Circula en redes y memes que, al otorgar un título o cátedra a Javier Milei, el presidente del tribunal dijo: “no sé si le estamos dando el título a un genio o a un loco”. Esa frase no está confirmada, pero me cuadra un poco con la personalidad del personaje. Este economista y docente en varias instituciones académicas de Argentina antes de dedicarse plenamente a la política, es conocido por un lenguaje directo, confrontativo y provocador, que rompe con el estilo tradicional de los políticos argentinos (y del mundo, excepto Trump).
Se autodefine como liberal-libertario, con fuerte énfasis en la libertad individual, propiedad privada y mercados sin interferencias estatales, es admirador de corrientes económicas de la escuela austríaca y crítico de las políticas intervencionistas.
Su imagen pública es polarizante y se muestra como un dirigente con rasgos poco convencionales, pero con tendencia a creer fuertemente en su propia visión de la realidad política y económica.
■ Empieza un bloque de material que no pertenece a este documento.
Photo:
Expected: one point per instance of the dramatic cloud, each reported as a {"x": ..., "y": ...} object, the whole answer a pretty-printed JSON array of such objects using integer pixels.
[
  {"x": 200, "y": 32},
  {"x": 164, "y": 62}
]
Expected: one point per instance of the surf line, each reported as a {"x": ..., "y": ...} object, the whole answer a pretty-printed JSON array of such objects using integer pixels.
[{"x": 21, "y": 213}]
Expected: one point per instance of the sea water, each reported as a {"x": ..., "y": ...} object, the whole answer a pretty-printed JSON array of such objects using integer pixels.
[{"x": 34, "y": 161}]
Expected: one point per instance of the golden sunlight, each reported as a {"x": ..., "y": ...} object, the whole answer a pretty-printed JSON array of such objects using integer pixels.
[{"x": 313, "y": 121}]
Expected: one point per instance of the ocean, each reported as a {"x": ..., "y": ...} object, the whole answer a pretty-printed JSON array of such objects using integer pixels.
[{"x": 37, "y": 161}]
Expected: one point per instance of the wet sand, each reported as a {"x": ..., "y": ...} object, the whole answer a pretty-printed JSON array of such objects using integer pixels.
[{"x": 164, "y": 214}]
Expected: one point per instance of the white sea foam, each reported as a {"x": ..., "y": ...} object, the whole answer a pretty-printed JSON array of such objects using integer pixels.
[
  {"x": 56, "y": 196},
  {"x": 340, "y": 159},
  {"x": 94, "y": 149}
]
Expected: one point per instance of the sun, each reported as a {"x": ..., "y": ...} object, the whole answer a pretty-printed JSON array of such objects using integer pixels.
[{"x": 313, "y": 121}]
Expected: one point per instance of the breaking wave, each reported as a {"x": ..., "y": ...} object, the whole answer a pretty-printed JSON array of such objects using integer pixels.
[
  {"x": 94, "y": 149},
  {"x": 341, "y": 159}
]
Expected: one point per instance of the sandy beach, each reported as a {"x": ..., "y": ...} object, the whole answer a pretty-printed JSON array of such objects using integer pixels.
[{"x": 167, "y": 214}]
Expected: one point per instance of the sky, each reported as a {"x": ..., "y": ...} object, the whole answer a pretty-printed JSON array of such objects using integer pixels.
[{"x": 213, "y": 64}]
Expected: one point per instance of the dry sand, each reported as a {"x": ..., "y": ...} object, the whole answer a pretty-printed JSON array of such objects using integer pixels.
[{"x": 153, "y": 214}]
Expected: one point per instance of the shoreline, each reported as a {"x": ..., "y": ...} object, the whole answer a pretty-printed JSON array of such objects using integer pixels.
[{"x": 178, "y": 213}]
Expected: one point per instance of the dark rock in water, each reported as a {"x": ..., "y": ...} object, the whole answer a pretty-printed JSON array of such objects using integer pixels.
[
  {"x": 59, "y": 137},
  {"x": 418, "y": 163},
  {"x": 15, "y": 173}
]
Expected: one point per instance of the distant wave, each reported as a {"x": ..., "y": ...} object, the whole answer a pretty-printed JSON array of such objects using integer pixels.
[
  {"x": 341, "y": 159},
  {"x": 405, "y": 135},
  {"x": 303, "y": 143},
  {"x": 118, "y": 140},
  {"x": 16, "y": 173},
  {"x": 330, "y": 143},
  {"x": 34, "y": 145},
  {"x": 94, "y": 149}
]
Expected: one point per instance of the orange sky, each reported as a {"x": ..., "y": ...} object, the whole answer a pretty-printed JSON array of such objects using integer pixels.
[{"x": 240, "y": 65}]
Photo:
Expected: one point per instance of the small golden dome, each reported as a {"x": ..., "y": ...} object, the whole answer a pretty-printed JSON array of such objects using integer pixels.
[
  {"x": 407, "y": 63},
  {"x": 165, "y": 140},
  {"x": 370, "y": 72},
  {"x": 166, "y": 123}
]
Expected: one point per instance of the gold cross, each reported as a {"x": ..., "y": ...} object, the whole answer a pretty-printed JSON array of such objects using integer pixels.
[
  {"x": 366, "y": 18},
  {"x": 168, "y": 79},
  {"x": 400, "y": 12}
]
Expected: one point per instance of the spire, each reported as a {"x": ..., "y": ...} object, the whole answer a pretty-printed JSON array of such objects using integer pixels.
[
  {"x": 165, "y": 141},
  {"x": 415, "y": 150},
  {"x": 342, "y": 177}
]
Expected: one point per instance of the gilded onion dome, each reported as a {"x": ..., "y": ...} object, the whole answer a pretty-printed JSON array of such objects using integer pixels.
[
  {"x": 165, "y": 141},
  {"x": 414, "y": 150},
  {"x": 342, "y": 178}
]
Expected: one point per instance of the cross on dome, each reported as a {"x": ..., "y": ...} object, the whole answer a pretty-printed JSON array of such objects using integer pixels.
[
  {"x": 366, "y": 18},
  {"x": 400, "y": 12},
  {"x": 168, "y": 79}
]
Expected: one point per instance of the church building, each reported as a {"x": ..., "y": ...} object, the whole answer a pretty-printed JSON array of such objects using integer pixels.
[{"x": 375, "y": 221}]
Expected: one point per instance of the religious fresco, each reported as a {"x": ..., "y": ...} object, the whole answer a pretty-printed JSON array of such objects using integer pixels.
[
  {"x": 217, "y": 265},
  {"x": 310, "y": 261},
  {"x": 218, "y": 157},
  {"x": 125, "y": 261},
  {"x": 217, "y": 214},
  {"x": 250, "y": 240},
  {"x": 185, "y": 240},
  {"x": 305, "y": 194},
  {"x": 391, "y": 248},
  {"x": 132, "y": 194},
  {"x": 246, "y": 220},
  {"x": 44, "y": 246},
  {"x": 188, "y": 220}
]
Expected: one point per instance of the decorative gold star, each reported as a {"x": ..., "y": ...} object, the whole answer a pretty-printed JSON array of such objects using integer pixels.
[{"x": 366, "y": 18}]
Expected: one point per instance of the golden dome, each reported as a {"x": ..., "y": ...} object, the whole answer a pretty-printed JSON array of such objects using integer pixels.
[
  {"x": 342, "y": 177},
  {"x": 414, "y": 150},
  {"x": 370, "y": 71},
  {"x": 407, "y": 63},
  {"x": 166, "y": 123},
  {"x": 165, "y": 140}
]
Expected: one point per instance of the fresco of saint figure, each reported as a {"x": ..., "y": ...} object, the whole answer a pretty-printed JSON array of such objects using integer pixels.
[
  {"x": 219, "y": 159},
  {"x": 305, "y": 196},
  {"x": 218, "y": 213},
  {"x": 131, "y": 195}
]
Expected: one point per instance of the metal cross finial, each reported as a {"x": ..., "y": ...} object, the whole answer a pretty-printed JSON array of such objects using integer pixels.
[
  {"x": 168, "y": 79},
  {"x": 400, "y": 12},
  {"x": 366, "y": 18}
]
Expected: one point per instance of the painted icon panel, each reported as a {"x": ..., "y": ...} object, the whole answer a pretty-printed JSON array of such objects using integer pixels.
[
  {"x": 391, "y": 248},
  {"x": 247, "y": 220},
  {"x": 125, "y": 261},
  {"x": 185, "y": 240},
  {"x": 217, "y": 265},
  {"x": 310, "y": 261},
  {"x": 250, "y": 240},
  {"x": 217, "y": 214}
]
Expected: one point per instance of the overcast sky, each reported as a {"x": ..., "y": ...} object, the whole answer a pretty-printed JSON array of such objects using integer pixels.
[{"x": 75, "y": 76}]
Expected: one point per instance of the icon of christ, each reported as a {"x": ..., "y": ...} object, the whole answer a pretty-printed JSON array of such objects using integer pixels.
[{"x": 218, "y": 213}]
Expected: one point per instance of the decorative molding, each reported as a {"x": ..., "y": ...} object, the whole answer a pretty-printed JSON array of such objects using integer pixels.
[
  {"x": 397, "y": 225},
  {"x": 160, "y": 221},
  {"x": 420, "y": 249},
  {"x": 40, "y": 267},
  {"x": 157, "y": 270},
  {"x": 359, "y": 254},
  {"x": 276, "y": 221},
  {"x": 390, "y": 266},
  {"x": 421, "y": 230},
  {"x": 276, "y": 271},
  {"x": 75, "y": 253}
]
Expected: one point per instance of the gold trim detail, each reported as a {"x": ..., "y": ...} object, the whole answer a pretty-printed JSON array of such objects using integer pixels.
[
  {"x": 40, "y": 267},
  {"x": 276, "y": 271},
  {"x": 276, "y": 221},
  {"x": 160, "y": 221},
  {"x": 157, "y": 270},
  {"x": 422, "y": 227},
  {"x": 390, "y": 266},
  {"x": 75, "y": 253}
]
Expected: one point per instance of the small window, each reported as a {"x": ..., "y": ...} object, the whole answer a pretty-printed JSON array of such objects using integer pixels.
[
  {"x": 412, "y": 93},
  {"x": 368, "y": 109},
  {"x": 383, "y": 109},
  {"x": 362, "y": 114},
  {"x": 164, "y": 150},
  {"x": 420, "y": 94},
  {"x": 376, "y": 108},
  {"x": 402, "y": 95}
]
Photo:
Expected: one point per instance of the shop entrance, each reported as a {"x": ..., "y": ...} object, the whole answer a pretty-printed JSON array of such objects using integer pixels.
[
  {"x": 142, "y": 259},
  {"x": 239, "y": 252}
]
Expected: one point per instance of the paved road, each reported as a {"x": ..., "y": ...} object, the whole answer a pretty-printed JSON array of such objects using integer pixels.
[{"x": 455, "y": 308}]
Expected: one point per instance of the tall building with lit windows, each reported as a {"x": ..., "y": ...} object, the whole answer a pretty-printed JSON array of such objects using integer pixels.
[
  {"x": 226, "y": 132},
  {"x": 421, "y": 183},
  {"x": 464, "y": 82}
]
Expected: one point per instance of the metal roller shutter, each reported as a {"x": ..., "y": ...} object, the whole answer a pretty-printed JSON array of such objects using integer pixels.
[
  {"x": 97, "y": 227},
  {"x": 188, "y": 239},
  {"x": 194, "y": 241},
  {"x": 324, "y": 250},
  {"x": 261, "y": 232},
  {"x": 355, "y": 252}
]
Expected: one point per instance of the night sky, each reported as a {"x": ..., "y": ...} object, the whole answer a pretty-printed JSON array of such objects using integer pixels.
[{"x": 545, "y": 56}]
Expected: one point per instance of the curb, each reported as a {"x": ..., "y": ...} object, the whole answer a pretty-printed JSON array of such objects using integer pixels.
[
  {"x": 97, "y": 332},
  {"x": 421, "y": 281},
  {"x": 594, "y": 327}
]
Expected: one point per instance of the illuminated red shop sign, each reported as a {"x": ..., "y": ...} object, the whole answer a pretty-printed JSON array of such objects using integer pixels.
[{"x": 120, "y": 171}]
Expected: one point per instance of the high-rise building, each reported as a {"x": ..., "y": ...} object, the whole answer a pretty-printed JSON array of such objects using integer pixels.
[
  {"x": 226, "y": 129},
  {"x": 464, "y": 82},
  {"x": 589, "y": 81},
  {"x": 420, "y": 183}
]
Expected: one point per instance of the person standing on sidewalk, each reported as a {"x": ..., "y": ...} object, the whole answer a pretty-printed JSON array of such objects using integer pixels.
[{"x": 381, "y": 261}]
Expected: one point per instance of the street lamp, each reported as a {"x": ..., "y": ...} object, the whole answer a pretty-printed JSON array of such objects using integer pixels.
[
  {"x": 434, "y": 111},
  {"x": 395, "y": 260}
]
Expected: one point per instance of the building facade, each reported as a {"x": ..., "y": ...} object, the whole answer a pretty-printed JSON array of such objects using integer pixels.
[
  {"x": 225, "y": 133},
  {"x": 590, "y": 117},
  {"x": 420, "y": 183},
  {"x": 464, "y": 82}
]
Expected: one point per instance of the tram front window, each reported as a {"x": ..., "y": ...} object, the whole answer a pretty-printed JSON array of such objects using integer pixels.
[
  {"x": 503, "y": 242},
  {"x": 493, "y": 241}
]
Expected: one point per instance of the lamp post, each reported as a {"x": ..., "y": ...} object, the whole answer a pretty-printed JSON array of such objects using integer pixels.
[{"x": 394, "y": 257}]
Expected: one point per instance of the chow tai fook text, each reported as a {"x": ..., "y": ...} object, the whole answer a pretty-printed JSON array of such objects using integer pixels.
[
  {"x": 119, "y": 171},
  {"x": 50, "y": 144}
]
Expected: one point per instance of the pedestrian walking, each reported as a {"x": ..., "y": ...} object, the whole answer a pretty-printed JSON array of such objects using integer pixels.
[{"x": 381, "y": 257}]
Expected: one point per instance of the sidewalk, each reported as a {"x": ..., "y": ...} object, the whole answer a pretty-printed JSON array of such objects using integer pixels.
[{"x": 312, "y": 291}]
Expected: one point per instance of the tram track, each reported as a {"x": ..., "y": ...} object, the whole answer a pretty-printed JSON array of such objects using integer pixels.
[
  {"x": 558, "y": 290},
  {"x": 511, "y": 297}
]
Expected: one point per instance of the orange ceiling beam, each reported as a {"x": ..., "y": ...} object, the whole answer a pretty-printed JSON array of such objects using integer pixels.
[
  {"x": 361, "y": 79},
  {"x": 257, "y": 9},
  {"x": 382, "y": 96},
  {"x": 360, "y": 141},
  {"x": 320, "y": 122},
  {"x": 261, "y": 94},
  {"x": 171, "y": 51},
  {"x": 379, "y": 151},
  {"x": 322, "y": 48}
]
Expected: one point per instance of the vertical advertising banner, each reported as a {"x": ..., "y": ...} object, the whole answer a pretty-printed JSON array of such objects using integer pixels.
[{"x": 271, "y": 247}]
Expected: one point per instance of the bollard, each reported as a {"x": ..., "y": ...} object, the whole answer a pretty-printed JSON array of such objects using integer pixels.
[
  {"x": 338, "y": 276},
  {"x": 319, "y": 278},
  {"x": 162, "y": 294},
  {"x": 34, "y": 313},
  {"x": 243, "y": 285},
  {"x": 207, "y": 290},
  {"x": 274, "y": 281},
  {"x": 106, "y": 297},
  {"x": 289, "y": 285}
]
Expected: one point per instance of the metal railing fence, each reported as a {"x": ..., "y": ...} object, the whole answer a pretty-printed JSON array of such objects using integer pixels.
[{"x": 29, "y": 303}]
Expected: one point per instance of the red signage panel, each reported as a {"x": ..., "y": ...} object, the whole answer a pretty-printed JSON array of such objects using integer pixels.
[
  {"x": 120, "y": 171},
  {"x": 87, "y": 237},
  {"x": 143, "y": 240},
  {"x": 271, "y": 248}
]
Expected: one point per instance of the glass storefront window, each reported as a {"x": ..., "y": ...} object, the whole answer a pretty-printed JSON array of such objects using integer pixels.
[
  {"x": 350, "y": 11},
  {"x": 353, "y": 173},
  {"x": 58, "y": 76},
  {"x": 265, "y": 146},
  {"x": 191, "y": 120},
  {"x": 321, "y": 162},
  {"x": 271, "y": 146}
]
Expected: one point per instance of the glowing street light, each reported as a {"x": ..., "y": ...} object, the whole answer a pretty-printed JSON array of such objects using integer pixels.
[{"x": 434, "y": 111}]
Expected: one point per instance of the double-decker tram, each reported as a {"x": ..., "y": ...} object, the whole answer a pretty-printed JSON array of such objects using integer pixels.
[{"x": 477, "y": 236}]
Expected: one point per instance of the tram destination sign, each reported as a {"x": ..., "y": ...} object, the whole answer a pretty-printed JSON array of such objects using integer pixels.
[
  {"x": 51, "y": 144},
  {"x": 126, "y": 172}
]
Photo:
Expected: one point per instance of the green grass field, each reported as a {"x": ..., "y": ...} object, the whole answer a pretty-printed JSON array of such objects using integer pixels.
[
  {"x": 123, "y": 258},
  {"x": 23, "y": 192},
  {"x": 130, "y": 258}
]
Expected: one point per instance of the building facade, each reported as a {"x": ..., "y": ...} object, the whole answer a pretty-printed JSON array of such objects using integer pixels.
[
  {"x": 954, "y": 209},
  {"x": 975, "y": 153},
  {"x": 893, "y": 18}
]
Y como hace tiempo que no lo veo con una motosierra en la mano, me ha parecido interesante echar una ojeada a la situación económica y social de Argentina bajo su mandato, y la respuesta no es un sí o un no rotundo, sino que hay avances claros en algunos indicadores macroeconómicos, al mismo tiempo que persisten desafíos sociales y estructurales profundos. La evidencia disponible sugiere un panorama mixto y complejo, con mejoras técnicas, pero tensiones sociales aún presentes.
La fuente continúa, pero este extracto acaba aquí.